TEXT PRE PROCESSING Flashcards
Before we start text preprocessing what is it important to think about
What genre and domains the text is in
Genres: social media/emails/literature
Domain: Chemistry/politics/entertainment
Because we may need specific resources
Thinks like format and punctuation will change depending
What is tokenisation
Breaking input into individual units of text (tokens)
Easiest way is to use whitespace
Issue with whitespace
some languages do not use whitespace so it will not tokenise correctly
What are the typical tokenisation steps
- Initial segmentation (White space)
-handling abbreviations and apostrophes
-handling hyphenations
-dealing with other special exps (URLs)
Traditional NLP tokenisation
Uses simple word like tokens
Modern NLP tokenisation
Subword tokenisation
What is normalisation
Process of standardizing and transforming text data to a common, consistent format
Consists of:
Lowercasing
Removing Punctuation
Removing Stop Words: removing common words (e.g., “the,” “and,” “is”)
Stemming
Lemmatization
What is lemmatisation
reduction to “dictionary headword” form
(lemma)
{am, are, is} -> be
What is morphological analysis
Words are not the only units of ‘meaning’

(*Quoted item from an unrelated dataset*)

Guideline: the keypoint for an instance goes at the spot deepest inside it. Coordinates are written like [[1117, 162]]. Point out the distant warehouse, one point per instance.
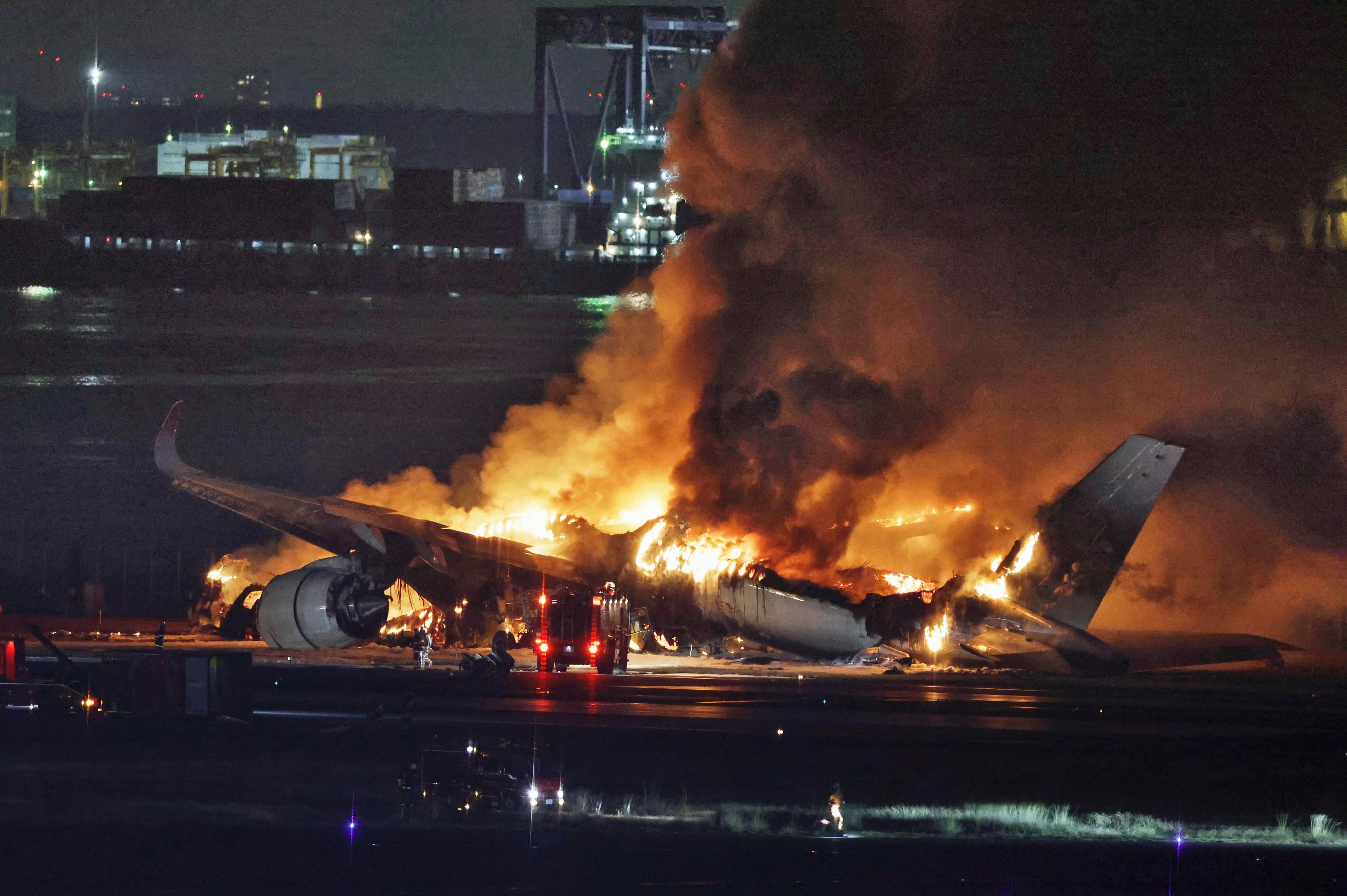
[[277, 154]]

subwords = morphemes, have some meaning
(un) (happy) (ness)
(prefix) (stem) (suffix)
So morphological analysis is taking a morpheme and seeing what its stem and affixes are
This can depend on the context
What is a ‘derivation’
formation of a word from its stem and suffixes and affixes
eg Un-Happi-Ness
Friend-ly
What is inflection
The modification of a word to express different grammatical roles
eg come -> came
waiter -> waitress
What is regular inflectional morphology
Changes that occur to express grammatical features like tense, number, gender, case
Easy and predictable
What is derivational morphology
Creation of new words by adding affixes or other modifications
changes the word class
teach -> teacher
What is stemming
Chops “ends of words”
removes suffixes, sometimes prefixes
quite quick
Can largely neutralise inflection and some derivation
Can yield non-words
What is under-stemming
fails to conflate related terms
divide -> divid
division -> divis
What is over-stemming
conflates unrelated terms
neutron, neutral -> neutr
What is the Porter stemmer
One of the most common stemmers in the English language
rules based
focuses on suffix stripping
What is character n-gram tokenisation
Breaks down text into “n” length substring tokens
What is Byte-pair encoding
We add _ at the end of all words to know where the words are separated
Let the initial vocabulary {A,B,C…a,b,c…} be the set of individual characters in the corpus
Choose the two symbols which are the most frequently adjacent in the corpus eg ‘e’‘r’
Add a new symbol ‘er’
{…x,y,z,er}
replace all ‘e’‘r’ with ‘er’
Until k merges have been done
What is a token learner
takes a raw training corpus and induces a vocabulary
(inventory of tokens)
What is a token segmenter
takes a raw test i.e. input sentence and tokenizes it according to that vocabulary
What is the result of a BPE token learner
Most words and subwords (affixes?) will be represented as full symbols
{ing, ed, er}
Very rare tokens (including unknown words) will be represented by their parts (subwords)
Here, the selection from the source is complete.